Two former sheriff’s deputies in Alabama say their boss fired them last year because they refused to hand him marijuana locked up in the evidence room.
The deputies, who worked for Winston County Sheriff Hobby Walker, say Walker asked them to provide cannabis from evidence so he could give it to his dying aunt. Marijuana is illegal for any use in Alabama, although limited clinical trials of non-intoxicating CBD oil have been approved. Unlike other states with CBD laws, Alabama does not currently allow patients access to the drug.
When they refused, the deputies allege, Walker fired them. They are now suing him, the department, and the Winston County Commission for wrongful termination, alleging Walker retaliated against them.
Sheriff repeatedly requested marijuana from evidence rooms
The lawsuit, filed Jan. 13, claims that Walker asked former deputies Steven Moody and Zak Green for marijuana several times. The drug was stored in secure lockers in the evidence room, and Walker presumably did not have access to the room on his own authority. Walker’s aunt was reportedly dying of cancer at the time.
The demands allegedly started in May 2015 after Green seized cannabis during a local raid. Walker took some of the pot, put it in a drawer, and asked for more, according to the lawsuit.
“Sheriff Walker advised that it was not for himself but for his aunt that was dying of cancer and needed the marijuana to help her with her appetite,” the suit says.
The requests for marijuana kept coming, the deputies said. When that method proved unreliable, the sheriff allegedly tried to get his hands on more cannabis by skimming it from eradication projects, but found that approach difficult, too.
Deputies reported the matter to the authorities
Moody and Green say they eventually reported the matter to authorities, and were “instructed by an outside agency” to give the sheriff cannabis one last time in September. It wasn’t clear from published reports whether the delivery was part of a sting, but the FBI, the Alabama attorney general’s office, and the Alabama Law Enforcement Agency have all reportedly showed interest in the case. None were willing to confirm an investigation as of late January.

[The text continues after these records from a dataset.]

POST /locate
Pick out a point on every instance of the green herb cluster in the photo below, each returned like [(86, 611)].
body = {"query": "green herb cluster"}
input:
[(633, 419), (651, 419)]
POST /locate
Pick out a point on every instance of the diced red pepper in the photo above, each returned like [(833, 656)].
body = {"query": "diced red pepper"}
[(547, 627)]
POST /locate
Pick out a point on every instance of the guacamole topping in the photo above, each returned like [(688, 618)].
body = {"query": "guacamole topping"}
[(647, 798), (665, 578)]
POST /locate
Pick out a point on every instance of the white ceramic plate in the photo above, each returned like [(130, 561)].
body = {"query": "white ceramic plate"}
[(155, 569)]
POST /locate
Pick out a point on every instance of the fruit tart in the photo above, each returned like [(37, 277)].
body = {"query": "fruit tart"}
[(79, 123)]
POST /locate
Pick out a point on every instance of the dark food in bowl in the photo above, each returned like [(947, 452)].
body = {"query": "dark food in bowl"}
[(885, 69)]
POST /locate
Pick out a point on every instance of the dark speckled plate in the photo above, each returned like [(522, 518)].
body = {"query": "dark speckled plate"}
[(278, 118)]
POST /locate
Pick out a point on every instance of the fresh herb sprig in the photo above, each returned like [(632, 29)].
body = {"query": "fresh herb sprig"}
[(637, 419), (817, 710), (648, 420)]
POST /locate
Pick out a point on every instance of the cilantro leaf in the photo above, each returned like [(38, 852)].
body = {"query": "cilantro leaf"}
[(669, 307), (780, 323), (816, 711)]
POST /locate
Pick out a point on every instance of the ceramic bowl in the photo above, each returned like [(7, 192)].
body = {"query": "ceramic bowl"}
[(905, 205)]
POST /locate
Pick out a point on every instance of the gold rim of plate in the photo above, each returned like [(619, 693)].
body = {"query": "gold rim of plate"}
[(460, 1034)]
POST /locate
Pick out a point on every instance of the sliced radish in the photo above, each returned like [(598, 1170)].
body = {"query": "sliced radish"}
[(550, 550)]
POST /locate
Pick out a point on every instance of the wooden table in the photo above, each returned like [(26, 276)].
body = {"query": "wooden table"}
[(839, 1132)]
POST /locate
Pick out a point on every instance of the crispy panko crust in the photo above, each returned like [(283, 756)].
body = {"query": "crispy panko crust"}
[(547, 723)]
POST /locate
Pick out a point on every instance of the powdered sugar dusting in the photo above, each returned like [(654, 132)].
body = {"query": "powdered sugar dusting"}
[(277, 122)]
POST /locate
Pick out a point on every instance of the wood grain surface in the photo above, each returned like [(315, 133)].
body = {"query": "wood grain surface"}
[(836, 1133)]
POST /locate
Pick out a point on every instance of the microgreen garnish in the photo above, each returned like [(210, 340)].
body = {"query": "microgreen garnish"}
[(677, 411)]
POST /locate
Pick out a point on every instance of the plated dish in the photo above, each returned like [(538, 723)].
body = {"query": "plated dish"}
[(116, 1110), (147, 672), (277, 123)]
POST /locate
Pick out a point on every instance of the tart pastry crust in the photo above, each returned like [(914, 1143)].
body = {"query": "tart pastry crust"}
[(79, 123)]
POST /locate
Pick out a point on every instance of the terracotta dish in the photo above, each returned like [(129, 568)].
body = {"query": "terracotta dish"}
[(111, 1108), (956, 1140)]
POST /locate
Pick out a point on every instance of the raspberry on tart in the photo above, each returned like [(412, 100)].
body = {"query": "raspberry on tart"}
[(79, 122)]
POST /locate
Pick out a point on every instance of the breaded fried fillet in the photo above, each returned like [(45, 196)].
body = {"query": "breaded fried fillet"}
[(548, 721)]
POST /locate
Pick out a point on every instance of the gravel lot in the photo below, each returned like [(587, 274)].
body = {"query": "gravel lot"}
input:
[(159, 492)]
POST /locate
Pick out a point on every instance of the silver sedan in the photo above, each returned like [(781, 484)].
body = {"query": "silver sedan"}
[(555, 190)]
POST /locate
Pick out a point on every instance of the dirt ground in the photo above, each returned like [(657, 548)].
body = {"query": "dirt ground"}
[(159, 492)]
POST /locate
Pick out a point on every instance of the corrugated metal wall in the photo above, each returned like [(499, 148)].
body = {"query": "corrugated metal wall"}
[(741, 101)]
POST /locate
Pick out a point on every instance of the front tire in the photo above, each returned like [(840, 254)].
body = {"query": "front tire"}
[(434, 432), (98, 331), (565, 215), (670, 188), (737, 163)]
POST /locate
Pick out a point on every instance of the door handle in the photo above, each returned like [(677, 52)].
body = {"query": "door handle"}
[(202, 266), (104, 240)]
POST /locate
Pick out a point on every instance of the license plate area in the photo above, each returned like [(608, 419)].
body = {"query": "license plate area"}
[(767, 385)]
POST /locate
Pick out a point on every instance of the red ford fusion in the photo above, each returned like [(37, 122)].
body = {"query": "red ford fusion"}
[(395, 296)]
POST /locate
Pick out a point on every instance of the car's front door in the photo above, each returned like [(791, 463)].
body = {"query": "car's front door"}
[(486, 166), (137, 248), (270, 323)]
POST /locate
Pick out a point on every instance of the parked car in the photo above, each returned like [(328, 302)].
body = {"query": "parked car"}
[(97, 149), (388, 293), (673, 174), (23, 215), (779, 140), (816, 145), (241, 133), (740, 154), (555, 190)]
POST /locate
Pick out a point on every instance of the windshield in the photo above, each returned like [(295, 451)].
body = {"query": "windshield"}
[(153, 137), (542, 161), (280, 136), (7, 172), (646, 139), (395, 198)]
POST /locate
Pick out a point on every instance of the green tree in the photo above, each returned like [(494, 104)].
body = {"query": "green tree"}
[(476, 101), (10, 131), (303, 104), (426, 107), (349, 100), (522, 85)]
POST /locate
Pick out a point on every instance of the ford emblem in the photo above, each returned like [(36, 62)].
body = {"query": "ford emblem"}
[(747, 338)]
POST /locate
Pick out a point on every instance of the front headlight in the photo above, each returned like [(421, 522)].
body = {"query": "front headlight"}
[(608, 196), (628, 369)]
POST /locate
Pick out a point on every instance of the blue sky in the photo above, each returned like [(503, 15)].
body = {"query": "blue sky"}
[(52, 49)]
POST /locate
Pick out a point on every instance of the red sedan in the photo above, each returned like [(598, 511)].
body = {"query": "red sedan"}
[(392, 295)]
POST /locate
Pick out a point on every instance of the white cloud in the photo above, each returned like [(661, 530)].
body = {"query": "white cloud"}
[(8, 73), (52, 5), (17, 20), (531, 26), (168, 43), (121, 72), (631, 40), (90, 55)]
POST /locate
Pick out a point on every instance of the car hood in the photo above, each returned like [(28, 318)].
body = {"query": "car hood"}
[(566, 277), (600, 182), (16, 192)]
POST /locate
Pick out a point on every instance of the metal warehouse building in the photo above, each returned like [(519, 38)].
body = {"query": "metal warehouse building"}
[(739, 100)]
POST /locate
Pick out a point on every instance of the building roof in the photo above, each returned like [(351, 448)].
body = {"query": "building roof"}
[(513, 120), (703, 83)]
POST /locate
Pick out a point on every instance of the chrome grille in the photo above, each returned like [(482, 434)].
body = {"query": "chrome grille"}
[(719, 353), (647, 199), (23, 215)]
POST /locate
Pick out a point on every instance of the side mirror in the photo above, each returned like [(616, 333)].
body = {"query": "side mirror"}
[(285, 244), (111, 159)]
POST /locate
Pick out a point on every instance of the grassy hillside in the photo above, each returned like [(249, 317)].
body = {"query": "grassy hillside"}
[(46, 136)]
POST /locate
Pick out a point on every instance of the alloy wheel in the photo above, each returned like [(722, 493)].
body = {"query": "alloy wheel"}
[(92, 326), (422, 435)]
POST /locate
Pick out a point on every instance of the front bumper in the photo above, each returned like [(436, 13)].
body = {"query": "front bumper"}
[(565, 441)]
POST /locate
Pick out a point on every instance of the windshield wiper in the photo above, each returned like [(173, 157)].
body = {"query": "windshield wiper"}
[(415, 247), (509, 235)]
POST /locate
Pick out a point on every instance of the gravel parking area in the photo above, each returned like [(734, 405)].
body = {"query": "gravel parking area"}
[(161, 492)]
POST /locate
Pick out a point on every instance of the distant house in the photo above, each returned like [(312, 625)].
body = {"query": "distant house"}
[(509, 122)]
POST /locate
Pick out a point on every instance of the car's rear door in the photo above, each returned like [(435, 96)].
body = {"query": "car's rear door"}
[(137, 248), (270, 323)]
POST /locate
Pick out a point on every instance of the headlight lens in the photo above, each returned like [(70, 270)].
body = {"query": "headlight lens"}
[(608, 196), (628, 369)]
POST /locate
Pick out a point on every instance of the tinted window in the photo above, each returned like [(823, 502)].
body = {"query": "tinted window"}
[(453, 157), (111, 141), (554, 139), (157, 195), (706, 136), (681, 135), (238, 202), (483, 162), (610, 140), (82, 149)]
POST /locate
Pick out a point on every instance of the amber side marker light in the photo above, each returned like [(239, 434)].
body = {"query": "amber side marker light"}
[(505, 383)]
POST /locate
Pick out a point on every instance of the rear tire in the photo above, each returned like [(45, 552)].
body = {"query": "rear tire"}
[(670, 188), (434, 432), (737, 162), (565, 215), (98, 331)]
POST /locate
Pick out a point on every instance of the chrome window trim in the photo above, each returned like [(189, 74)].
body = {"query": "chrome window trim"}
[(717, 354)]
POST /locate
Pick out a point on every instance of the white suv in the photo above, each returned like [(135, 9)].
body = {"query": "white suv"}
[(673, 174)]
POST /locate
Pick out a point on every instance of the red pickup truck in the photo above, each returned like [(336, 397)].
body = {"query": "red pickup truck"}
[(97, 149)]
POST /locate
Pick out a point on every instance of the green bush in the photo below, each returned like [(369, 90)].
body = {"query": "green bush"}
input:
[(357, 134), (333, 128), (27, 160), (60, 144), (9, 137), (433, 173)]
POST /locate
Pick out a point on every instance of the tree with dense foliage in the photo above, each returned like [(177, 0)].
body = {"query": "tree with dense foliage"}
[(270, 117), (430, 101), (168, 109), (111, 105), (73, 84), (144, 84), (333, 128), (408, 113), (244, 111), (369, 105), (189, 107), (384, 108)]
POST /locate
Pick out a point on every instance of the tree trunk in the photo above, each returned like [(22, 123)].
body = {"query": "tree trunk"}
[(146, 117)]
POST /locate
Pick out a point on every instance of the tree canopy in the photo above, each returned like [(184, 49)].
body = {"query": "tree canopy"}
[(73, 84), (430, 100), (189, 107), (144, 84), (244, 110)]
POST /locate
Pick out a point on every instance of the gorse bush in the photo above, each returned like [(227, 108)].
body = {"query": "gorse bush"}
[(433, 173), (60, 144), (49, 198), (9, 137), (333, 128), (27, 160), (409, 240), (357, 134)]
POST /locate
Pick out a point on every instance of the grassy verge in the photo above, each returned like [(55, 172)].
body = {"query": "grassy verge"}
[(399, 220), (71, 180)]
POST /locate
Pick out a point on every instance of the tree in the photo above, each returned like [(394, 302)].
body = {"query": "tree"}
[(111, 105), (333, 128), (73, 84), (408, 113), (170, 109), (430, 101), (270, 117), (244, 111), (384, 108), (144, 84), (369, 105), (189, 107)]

“Consistent with agency policy, ALEA’s State Bureau of Investigation does not discuss possible criminal investigations or special inquiries,” said Senior Trooper Johnathan Appling of the Law Enforcement Agency,
Green and Moody were both fired Nov. 30, and they say the timing lines up with Walker’s attempts to get marijuana from them. Walker remains in office, and no charges have been filed against him or anyone else, though any investigation could take months to unfold. The two deputies gave local media access to audio recordings they say document Walker’s illegal search for cannabis.
It’s hard not to feel sympathy for Walker and his aunt. In a better world, not even his position as a sheriff would stop him from getting his loved ones the treatment they need.
But like other drug warriors, he took a stand on one side of that line, and he can’t cross to the other side without being a hypocrite and a criminal. It’s a settled moral rule that if you want to pursue prohibition as a policy, you don’t also get to smoke up on the side.